Até sempre, “mais velho” Luís

Luís Cabral

 

António Martins Moreira *

10.08.2009

          Dr. António Martins MoreiraOuvi falar a primeira vez o Presidente Luís Cabral em Outubro ou Novembro de 1966.

          Era Aspirante a Oficial e frequentava, com cerca de 50 camaradas meus, o último curso, de 1966, de Operações Especiais (RANGER's) no C.I.O.E., em Lamego.

          Estávamos já mobilizados para a guerra colonial e fazíamos, um oficial por cada companhia operacional, este curso antes da partida.

          Como oficiais que já éramos e a frequentar e/ou iniciar cursos superiores, tínhamos já alguma consciência política pelo que nos interessava ouvir a Rádio Argel, entre outras, o que fazíamos com frequência e com as necessárias cautelas e prudente recato.

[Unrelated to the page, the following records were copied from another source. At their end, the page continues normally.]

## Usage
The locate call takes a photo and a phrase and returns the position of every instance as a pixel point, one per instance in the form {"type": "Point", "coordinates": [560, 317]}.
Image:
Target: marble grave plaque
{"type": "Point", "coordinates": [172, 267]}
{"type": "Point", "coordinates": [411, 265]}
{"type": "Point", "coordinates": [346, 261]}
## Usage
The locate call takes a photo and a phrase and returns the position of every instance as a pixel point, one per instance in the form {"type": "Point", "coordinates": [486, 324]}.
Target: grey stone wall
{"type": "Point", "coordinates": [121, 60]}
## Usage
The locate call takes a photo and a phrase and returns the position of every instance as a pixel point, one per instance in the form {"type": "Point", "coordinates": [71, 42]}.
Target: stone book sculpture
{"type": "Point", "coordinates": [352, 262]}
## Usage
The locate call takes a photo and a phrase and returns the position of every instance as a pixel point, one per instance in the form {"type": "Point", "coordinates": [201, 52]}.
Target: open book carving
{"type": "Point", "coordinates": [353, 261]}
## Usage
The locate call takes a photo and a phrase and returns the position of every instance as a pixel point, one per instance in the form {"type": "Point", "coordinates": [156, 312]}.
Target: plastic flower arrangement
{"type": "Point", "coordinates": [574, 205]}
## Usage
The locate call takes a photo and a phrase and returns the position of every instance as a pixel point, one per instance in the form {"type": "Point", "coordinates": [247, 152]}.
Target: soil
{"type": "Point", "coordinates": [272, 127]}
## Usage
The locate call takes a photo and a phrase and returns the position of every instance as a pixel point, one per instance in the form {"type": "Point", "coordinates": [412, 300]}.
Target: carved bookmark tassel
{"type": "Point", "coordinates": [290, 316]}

          Quem ouvíamos com mais atenção e com mais frequência era Amílcar Cabral, que repetia vezes sem conta que a sua luta não era contra o Povo Português, nem contra os seus soldados, mas sim contra o regime colonial que a todos oprimia.

          Exortava-nos a desertar e a que recusássemos andar aos tiros contra os nossos Irmãos Africanos. Era impressionante a forma apaixonada como defendia os seus ideais e a forma sincera e quase carinhosa como se nos dirigia, o que denotava uma invulgar personalidade, lúcida e fraternal, um carácter nobre e esclarecido, e um desejo inquebrantável e determinado de resgatar a dignidade do Povo Guineense e nos envolver a todos num gigantesco abraço fraterno.

          Aliás, tive a prova directa deste seu profundo Humanismo pela forma extremamente correcta e digna como tratou alguns soldados da minha unidade, que o PAIGC conseguiu capturar em combate, e que mais tarde viemos a resgatar das suas prisões, o que denotou, claramente, tratar-se de um Homem Superior.

          Por uma ou outra vez ouvimos também, naquelas audiências clandestinas e nocturnas de Lamego, a voz do seu Irmão Luís, seu companheiro fiel desde a primeira hora.

          Embarquei, com a minha unidade, para a Guiné em 08.Abril.1967, no “Ana Mafalda”, e desembarquei, de regresso, no mesmo cais, Rocha do Conde de Óbidos, do “Uige”, em 09.Março.1969, tendo combatido contra o P.A.I.G.C., como todos os outros, de armas na mão, nesses 23 meses.

          Neste mundo, e nesta vida cheia de imprevistos e surpresas, quis o Destino que, passados cerca de vinte anos, viesse a conhecer em Lisboa, no escritório de um grande Amigo e meu Colega, o Dr. Leonel Gaspar, que nos apresentou, o Presidente Luís Almeida Cabral, que vivia exilado no nosso país, concretamente em Miraflores, onde viveu até ao fim da sua vida.

          No mesmo encontro conheci também outra grande figura da luta de libertação de Angola, o meu saudoso Amigo e Colega, Dr. Gentil Ferreira Viana, um “histórico” do M.P.L.A., que toda a gente conheceu.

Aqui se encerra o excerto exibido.